Home / Companies / News /  Fotowatio Renewable Ventures looks to exit solar project in India

New Delhi: Fotowatio Renewable Ventures (FRV), owned by Abdul Latif Jameel Energy and Environmental Services, plans to exit its only investment in the Indian solar power space, said two people aware of the development.

Edelweiss Infrastructure Yield Plus Fund and Actis LLP’s Sprng Energy Pvt. Ltd have evinced interest in FRV’s solar power project located in Ananthapuramu Solar Park in Andhra Pradesh. Greenstone Energy Advisors, an investment bank focused on the Indian renewable energy sector, is running the sales process.

The proposed exit by FRV, the largest Arabian green energy utility, comes at a time when Indian solar tariffs are hovering around record lows. The winning tariff for a 2,000 megawatts (MW) tender by state-run NTPC Ltd last week was at 2.59 per unit. In May 2017, India had achieved a record low solar power tariff of 2.44 per unit. In early July, tariffs had again touched 2.44 per unit in an auction conducted by state-run Solar Energy Corp. of India Ltd (SECI).

“A sales process is being run for the project," said one of the two people cited above, requesting anonymity. FRV was awarded the project in a reverse auction conducted by SECI, wherein a 25-year agreement at 4.43 per unit was signed.

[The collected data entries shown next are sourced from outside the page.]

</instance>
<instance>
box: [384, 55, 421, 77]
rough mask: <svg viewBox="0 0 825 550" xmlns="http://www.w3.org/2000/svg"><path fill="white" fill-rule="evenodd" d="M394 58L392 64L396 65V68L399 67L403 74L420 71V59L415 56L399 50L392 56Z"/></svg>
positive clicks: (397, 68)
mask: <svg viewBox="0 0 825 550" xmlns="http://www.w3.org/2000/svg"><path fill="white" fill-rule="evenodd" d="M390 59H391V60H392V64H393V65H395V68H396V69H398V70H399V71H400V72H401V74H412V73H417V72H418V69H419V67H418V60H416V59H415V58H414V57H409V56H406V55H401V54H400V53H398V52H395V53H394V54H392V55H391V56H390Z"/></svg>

While email queries to Jose Luis Blasco, FRVs managing director for Asia region on 29 July remained unanswered, Rahul Goswami, founder, Greenstone, in an emailed response, said: “As a firm policy, we cannot comment on transactions which are happening in the market."

An Actis LLP spokesperson also declined to comment. Queries emailed to an Edelweiss spokesperson on 30 July and to Abdul Latif Jameel Energy and Environmental Services on 17 August remained unanswered.

The $1 billion alternative investment fund managed by Edelweiss Alternative Asset Advisors Ltd invests in operating assets across sectors, including roads, renewables and transmission. Mint reported on 1 August about Edelweiss Infrastructure Yield Plus Fund having talks with Engie SA to pick up a significant stake in the French energy firm’s Indian solar business.

After selling Ostro Energy Pvt. Ltd to ReNew Power Ventures in India’s largest clean energy deal in April, global private equity fund Actis LLP is also readying a larger game plan for its second green energy platform, Sprng Energy Pvt. Ltd, by growing its 750 megawatts (MW) portfolio to 1.75 gigawatts (GW).

The hectic activity in the solar power space follows the finance ministry’s decision to impose a safeguard duty of 25% in the first year, followed by a 5% reduction for the first six months of the second year to 20%. A duty of 15% will be levied in the last six months of the second year. The announcement was made on 30 July on the recommendations of Directorate General of Trade Remedies. However, it has been temporarily suspended.

“We expect some delay in project implementation on account of the duty as the ‘change in law’ clause is expected to be sought for ~12 GW of under-construction projects. Logically, domestic module manufacturers would become the main suppliers to solar developers in India. However, their supply capacities are far short of the annual demand of the sector. Hence, we expect a rise in capital costs over the near-term due to the duty. Additionally, in light of falling module prices, the impact of the duty remains to be seen," Crisil Research wrote in a 17 August report.

India, the world’s third-largest energy consumer after the US and China, is running the world’s largest clean energy programme to achieve 175GW of clean energy capacity by 2022 as part of its global climate change commitments. Its plan to add 100GW of solar capacity by 2022 includes 40 GW from rooftop projects.

“CRISIL Research expects solar power capacity addition to ramp up to 56-58 GW between fiscals 2019 and 2023, compared with 20 GW between fiscals 2014 and 2018," the research firm added.